(529a) Preparation of Pharmaceutical Micro- and Nano-Composites Using Supercritical Fluid Extraction of Emulsions

Particles of the biocompatible and biodegradable polymer poly(lactic-co-glycolic) acid, PLGA, constitute a widely studied pharmaceutical carrier system used to achieve e.g. controlled release or targeted delivery of active pharmaceutical ingredients. The manufacturing of the corresponding drug-polymer nano-composites represents an interesting challenge to drug formulation technology. The present study evaluates a novel technique for the production of such particles, namely supercritical fluid extraction of emulsions, SFEE.

For SFEE processing, drug and polymer are mixed in an organic solution that is dispersed in water, forming an oil-in-water emulsion stabilized by a suitable surfactant. In a second step, the emulsion is mixed with supercritical CO2, thereby extracting the organic solvent from the emulsion droplets, leading to the co-precipitation of drug and PLGA as composite particles. These form a stable and solvent-free suspension in the inert aqueous phase, from which they may be recovered upon depressurization.

The present study investigates the influence of operating conditions on the achieved particle size distributions. Further, the incorporation of various pharmaceuticals has been achieved by applying different strategies depending on the nature of the drug molecule. For instance, the encapsulation of water-soluble lysozyme may be achieved through double-emulsion and suspension-emulsion systems. On the other hand, hydrophobic compounds such as the anti-inflammatory drug ketoprofen (KET) are encapsulated in PLGA using a common organic solution.

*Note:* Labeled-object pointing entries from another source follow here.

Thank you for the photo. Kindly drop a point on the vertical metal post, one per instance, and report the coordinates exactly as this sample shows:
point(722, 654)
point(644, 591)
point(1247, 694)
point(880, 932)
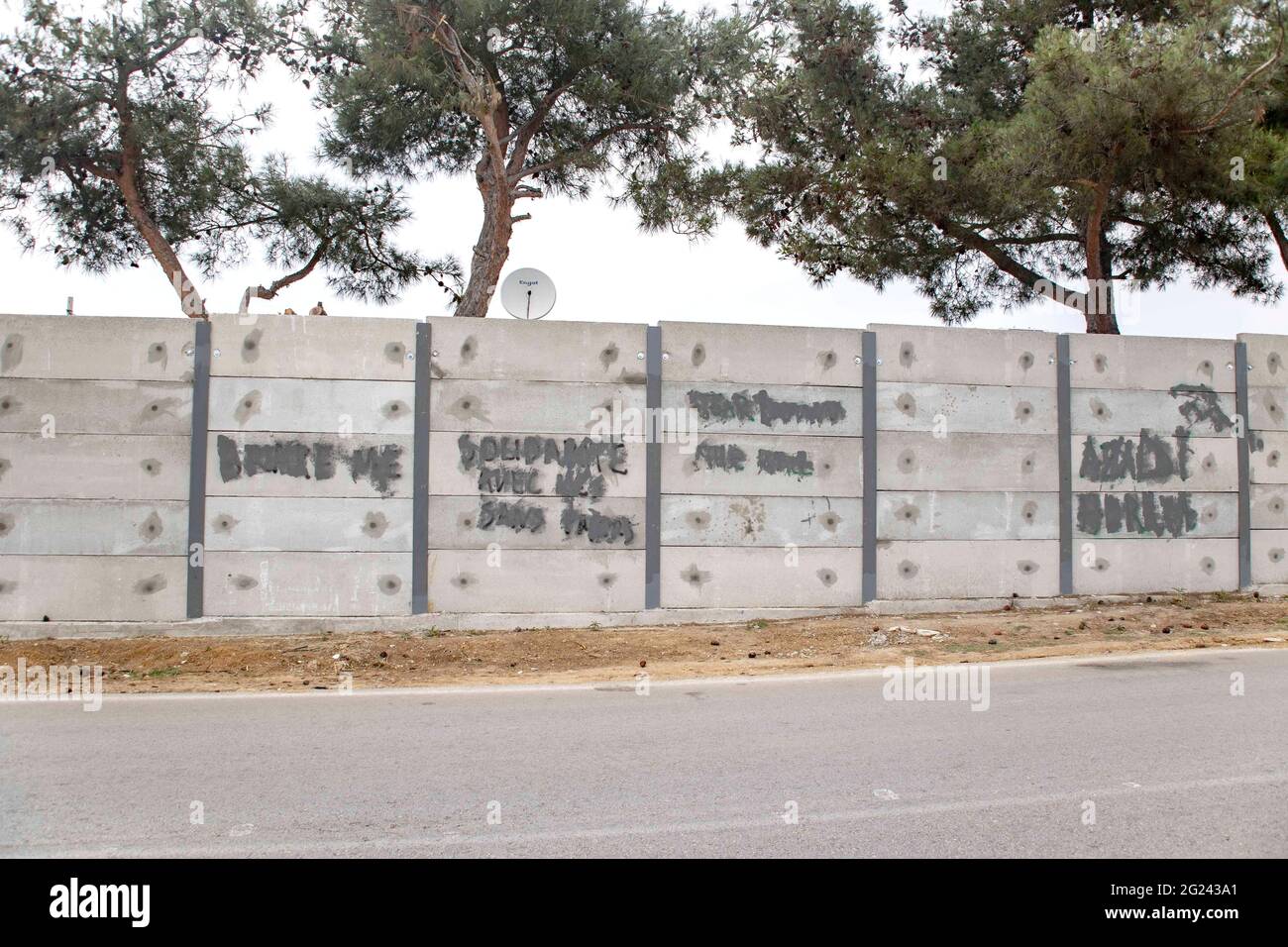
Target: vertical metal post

For the latter system, also the product stability in aqueous suspension has been investigated. While composites of KET and PLGA are stable at low KET content, we have observed the recrystallization of KET in supersaturated co-formulations exceeding the solubility limit of KET in PLGA. By equilibration of PLGA particles with KET crystals, the solubility of KET in PLGA may be studied. The method has been used to compare the solubilities of racemic KET and enantiopure S-Ketoprofen, and to assess their dependency on temperature.